We have been taking various steps and measures for saving energy right from the day human being started using energy. But the efforts were kneejerk reactions to circumstantial compulsions without any significant impact on long term consumption. However with any scarcity and security beginning to be the key issues, systematic methodology was evolved to conserve energy on sustainable basis and also adopt renewable energy sources.
Energy Audit is the first step toward systematic efforts for Conservation of Energy. Like financial audit it tells you how and where the energy is being consumed. But going beyond the audit, it further it tells you how efficiently and effectively the energy is being used, how much of energy is being wastefully utilized and at what places.
Energy audit provides us with the tool to benchmark our consumption against our own best figures as well as that of the best in the segment – nationally as well as internationally.
We can also incorporate many of the energy conservation measures during designing of the system, to additionally save in the capital costs.
1. Energy Audit
Energy Audit is the first step toward systematic efforts for Conservation of Energy. It involves collection and analysis of energy related data on regular basis and in a methodological manner.

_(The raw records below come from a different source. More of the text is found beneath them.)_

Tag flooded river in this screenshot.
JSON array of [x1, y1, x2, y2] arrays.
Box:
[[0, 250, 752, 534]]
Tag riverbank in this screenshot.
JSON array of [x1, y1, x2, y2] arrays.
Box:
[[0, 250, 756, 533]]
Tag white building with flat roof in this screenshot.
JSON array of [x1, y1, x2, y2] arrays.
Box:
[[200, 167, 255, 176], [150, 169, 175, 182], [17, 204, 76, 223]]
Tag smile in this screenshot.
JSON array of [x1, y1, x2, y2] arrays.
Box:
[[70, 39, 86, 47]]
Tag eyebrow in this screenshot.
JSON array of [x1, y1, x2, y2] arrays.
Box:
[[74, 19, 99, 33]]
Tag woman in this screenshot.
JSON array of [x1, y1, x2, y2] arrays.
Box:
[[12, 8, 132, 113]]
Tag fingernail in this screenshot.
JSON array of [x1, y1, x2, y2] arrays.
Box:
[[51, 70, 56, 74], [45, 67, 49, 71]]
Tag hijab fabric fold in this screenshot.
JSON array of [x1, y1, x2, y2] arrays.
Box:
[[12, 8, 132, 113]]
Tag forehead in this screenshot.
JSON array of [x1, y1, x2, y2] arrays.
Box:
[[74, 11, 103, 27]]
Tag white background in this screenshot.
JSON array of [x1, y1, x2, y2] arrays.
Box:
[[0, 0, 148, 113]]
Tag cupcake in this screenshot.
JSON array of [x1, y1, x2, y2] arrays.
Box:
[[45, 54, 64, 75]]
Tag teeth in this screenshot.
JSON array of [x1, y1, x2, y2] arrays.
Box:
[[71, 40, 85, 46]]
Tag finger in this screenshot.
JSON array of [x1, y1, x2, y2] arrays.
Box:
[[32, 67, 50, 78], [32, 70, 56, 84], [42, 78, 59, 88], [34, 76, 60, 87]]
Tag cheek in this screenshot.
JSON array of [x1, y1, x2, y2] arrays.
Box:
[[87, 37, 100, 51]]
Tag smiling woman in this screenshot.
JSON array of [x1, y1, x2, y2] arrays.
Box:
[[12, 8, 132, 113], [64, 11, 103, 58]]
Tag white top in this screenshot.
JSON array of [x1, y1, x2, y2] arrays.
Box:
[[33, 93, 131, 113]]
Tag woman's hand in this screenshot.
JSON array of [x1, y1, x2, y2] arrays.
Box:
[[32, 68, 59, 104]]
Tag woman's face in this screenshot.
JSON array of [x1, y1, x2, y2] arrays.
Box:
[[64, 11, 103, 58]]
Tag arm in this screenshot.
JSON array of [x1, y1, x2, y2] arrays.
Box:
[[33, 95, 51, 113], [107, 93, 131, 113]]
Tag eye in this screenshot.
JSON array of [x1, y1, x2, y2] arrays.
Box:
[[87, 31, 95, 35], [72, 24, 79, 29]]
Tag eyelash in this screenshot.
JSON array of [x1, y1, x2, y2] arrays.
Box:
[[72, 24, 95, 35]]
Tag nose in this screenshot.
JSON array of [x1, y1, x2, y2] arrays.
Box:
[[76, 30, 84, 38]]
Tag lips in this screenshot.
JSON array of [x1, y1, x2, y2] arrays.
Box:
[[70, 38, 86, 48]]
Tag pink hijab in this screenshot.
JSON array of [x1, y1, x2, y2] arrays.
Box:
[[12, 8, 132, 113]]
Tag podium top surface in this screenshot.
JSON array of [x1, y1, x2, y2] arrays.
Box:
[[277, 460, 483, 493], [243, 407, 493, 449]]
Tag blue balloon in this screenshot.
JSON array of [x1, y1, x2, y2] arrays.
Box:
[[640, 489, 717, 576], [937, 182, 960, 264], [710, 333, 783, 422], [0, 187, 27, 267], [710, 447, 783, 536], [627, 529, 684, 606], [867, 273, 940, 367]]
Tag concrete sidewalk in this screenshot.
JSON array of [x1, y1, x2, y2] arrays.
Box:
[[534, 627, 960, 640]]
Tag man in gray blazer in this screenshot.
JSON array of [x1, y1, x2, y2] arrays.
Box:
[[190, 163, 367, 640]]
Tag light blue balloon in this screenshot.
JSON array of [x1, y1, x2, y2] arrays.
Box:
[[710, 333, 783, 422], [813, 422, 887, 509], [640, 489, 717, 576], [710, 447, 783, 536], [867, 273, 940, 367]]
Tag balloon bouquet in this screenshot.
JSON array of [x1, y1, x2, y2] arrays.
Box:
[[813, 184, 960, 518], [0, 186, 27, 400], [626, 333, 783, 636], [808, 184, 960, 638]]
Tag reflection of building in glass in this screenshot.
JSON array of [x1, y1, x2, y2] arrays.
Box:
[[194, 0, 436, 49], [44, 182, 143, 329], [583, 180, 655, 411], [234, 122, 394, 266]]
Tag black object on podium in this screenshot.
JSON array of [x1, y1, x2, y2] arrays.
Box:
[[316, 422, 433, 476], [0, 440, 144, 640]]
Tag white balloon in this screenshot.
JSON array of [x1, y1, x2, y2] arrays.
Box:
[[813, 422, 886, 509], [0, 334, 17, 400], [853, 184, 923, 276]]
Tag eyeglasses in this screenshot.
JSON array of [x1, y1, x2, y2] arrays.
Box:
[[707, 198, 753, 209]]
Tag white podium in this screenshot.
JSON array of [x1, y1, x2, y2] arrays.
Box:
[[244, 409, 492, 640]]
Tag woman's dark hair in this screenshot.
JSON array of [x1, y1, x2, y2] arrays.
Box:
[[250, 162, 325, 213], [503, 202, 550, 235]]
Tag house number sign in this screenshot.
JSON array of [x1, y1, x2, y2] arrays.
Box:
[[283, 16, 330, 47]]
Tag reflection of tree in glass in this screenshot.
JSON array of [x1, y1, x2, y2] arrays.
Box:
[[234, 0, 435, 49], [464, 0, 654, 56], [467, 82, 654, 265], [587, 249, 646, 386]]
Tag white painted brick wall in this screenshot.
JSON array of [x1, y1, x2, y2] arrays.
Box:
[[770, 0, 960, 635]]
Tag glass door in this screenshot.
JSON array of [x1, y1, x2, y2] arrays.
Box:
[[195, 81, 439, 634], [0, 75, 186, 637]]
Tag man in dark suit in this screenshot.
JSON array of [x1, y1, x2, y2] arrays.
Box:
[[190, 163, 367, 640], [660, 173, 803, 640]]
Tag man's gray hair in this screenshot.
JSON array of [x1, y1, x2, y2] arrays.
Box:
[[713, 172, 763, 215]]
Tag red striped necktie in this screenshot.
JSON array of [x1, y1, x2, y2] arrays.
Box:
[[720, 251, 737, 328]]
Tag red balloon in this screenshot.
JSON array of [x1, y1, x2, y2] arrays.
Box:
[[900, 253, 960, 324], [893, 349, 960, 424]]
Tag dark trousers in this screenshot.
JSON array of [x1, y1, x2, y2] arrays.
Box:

The study not only identifies various gaps and weak areas but also provides us tool to take corrective actions and monitor the performance.
1.1 Specific Energy Consumption
The specific energy consumption is the energy consumed by the installation per unit output. All the measurements are generally based on the purchased values of energy and final output from the installation. This has been corrected to energy consumed per unit of area for building and commercial premises. This can be extended to include specific machinery / equipment or even part of the plant / process.
The values are to be computed on day to day basis to analyze the deviations and take corrective actions.
1.2 Targets & Benchmark
The benchmark values are generally set for specific energy consumption and / are energy costs for the complete facility. The target or benchmark values are set as the goal that one plan to achieve in the specified period of time and on consistent basis. The internal benchmark values based on the best values achieved by the organisation; while the external benchmark values are the values reached by similar organisation / competitor.
The benchmark sets the goal while subsequent steps of the audit provide us the direction to reach the goal.
1.3 Energy Accounting & Unaccounted Consumption
This involves carrying out detailed measurement by installing meters and sub-meters or otherwise to prepare authentic break up of the energy consumption. This helps in identifying the major consumers of energy and also defines the gap between energy supplied and energy consumed.
This helps in identifying unknown avenues of losses like compressed air / steam / water leakages, cable losses, even theft and even fault in supply measurement in an extraordinary situation.
1.4 Equipment Performance
This is one of the most important and intricate part of the energy audit study; covering all the mechanical as well as process equipments like air compressor, refrigeration systems, pumps, boilers, dryers, evaporators.
It involves carrying out measurements as per the laid down procedures to ascertain actual output of the equipment / machine and also energy consumed per unit of the output.
The underperformance of equipments is one of the major reasons for energy losses.
1.5 Distribution System
The generation of all the utilities is at centralized places, while the consumption is distributed through out the facility. The electricity is also distributed throughout the plant through maze of cables.
The distribution is a necessary evil which if not controlled eats away substantial part of the energy. The Electricity Boards lose over 35% of power generated in the country in Electrical Distribution System.
1.6 Utilization
Loading a 10 Ton truck with 1 Ton of material would never be termed as efficient operation, even if the truck gives the best mileage and runs on the best highway. The effective utilization is mapping the actual process requirements and matching them with the utility / service provider.
Mismatch between discharge pressure of air compressor with the actual plant requirement would be another commonly found example.
1.7 Recovery from Waste Energy
The recovery of waste energy has gained great importance in recent times. It has become common practice to install waste heat boiler for DG sets, feed water / combustion air preheating from boiler exhaust.
The recovery of heat from bathroom drain has also been key focus area in the countries having extremely cold weather.
1.8 Cost of Energy
Purchasing at lowest cost is the simplest form of saving. Replacing furnace oil or LPG with coal has gained momentum due to phenomenal rise in cost of furnace oil.
The power cost is optimized by maintaining unity power factor, availing bulk discount. The cost is also reduced by sourcing power through installation of capital power plant, co-generation systems and even wind mills.
1.9 Renewable Energy
As the name suggests renewable energy is not only an unending source of energy but it is also environment friendly and non-polluting.
Some of the economically feasible alternatives include water heating, wind mills, biofuel from agro / municipal waste, bio-methanation of high COD effluent.
1.10Energy Monitoring
Monitoring is like regular and routine health check, which is essential to realize the savings on sustainable basis. It also helps in conterminous improvements.